Feature Access Security

Discussion created by upgraders on Feb 28, 2013
I pondered which forum/section I should post this, but ultimately I am using the JavaScript API to develop this application so I am hoping I can find some security savvy folks to help.

I manage some in house ArcGIS servers where we plan to host our own Feature access services. I have some map services that I want to allow authorized staff to create new point, lines and polygons using a web application hosted on another server. I can authenticate these users on this other server. The web application will use the REST API from the ARCGIS server for these edits, however I need a good simple way to protect the Feature Access from unauthorized/anonymous users from the Create/Edit/Delete operations.  
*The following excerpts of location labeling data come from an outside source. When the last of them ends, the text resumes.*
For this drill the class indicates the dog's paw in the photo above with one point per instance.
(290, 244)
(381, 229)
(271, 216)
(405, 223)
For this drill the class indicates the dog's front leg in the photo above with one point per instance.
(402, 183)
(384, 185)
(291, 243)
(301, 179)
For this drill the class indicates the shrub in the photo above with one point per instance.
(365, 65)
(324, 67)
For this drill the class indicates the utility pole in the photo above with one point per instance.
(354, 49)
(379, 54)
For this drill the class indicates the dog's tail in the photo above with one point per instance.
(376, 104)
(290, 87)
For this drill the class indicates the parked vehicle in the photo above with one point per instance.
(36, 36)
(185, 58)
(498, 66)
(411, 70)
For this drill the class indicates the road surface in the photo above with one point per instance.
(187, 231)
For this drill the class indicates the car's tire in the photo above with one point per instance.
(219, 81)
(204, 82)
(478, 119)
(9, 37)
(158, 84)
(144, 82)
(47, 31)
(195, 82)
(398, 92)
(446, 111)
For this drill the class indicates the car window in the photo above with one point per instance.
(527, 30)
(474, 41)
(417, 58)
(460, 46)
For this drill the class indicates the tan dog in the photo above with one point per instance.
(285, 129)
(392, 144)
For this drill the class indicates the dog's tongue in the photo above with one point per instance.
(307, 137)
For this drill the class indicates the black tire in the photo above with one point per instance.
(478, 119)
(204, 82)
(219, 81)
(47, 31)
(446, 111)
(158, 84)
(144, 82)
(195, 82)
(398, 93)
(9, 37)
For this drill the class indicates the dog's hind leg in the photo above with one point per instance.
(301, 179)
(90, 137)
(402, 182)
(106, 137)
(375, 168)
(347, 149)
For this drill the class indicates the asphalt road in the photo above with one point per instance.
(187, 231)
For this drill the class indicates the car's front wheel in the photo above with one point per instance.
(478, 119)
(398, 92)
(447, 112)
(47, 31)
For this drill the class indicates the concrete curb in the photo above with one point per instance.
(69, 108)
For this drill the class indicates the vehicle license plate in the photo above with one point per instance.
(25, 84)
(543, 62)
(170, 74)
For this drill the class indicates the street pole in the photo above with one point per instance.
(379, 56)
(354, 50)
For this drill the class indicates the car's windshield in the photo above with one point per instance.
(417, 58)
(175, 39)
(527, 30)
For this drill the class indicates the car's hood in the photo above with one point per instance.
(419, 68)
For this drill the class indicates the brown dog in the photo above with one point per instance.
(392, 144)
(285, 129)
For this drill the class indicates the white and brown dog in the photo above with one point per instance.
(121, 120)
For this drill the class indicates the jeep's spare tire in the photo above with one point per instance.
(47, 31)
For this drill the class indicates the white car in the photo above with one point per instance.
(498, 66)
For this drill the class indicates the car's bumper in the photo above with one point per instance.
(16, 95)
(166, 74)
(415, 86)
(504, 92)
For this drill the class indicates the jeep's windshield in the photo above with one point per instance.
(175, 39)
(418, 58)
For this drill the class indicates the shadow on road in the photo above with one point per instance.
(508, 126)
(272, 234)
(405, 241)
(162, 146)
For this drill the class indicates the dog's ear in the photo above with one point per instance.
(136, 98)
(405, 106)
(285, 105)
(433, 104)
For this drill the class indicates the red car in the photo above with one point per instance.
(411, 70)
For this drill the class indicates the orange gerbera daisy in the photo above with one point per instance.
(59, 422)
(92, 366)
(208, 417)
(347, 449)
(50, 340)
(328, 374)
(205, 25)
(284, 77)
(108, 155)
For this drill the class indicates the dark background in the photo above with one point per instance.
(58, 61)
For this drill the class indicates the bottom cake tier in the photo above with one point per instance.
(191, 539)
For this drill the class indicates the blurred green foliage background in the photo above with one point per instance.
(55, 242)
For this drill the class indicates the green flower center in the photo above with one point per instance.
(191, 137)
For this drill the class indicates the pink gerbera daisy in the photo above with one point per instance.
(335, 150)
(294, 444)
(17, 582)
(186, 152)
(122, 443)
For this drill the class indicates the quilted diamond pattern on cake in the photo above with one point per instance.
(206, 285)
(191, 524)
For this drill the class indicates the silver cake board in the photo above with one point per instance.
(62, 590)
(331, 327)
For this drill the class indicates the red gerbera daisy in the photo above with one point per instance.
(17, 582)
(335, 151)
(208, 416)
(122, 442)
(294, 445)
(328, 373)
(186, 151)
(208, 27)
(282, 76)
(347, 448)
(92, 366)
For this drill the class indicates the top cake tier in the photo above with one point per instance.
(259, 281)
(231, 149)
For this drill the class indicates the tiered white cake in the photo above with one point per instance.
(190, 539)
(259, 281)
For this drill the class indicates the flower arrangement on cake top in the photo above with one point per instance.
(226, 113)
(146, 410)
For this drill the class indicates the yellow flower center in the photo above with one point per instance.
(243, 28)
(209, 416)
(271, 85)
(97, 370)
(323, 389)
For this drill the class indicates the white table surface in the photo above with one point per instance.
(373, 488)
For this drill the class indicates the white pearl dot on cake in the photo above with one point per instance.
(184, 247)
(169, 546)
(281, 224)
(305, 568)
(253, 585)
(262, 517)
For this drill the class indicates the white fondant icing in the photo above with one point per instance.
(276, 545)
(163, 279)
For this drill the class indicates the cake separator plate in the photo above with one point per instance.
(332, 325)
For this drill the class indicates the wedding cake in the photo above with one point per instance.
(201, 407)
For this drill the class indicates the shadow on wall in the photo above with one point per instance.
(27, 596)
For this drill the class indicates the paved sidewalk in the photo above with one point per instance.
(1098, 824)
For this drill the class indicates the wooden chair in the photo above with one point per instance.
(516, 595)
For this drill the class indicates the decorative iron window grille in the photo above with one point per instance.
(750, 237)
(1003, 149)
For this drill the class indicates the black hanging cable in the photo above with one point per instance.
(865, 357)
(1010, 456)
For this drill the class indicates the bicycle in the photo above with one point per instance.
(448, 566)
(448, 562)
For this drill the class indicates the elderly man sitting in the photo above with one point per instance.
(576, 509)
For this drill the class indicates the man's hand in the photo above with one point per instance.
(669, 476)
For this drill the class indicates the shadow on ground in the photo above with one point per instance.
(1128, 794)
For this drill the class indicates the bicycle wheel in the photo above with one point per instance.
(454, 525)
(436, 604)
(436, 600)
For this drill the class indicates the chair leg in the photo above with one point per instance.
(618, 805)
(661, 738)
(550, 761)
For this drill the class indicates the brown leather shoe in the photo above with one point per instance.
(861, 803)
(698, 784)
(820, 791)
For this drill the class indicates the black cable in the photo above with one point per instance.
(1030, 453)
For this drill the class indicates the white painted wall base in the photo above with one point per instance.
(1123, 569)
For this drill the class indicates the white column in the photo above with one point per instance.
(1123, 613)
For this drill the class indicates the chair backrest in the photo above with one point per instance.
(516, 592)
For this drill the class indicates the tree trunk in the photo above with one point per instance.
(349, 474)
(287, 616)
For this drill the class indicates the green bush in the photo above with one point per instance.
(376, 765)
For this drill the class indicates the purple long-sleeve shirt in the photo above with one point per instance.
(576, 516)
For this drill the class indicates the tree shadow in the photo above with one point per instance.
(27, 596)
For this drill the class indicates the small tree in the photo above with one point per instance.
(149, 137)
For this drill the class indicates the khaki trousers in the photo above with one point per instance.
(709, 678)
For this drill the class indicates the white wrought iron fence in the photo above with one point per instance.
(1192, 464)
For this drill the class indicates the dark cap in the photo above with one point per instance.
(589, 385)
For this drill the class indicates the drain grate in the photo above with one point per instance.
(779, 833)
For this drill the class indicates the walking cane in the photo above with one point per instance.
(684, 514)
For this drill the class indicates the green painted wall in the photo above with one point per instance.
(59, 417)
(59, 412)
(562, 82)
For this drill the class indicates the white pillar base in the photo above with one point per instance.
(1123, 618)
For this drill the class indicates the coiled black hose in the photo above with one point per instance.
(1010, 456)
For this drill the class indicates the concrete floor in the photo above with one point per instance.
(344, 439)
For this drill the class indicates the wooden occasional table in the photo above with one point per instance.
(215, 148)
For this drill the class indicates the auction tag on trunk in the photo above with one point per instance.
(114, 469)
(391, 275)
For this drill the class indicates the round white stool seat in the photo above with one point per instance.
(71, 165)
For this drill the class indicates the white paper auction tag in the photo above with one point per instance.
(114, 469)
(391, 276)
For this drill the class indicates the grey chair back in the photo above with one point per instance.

I don't want to use Windows Active Directory because we have a lot of public access to other map services which could interrupt current services. I also want to maintain access through the ArcGIS.com on these other public services, so any server level security changes need to be sensitive to this. I know I can set security specific to the entire service (Public or private) as well as folder specific permissions. I do have Roles for Users, Publishers and Admin that can use local and Active Directory but it starts to become very confusing. I am hoping for an easy way to implement a simple security measure to only allow access to my authenticated users, without extra steps for the users to make.

There is a lot of articles on ArcGIS security, which is part of my problem, there is just too much to understand.  I was hoping someone here could help guide me on how to set this this from the Web App to the ArcGIS server.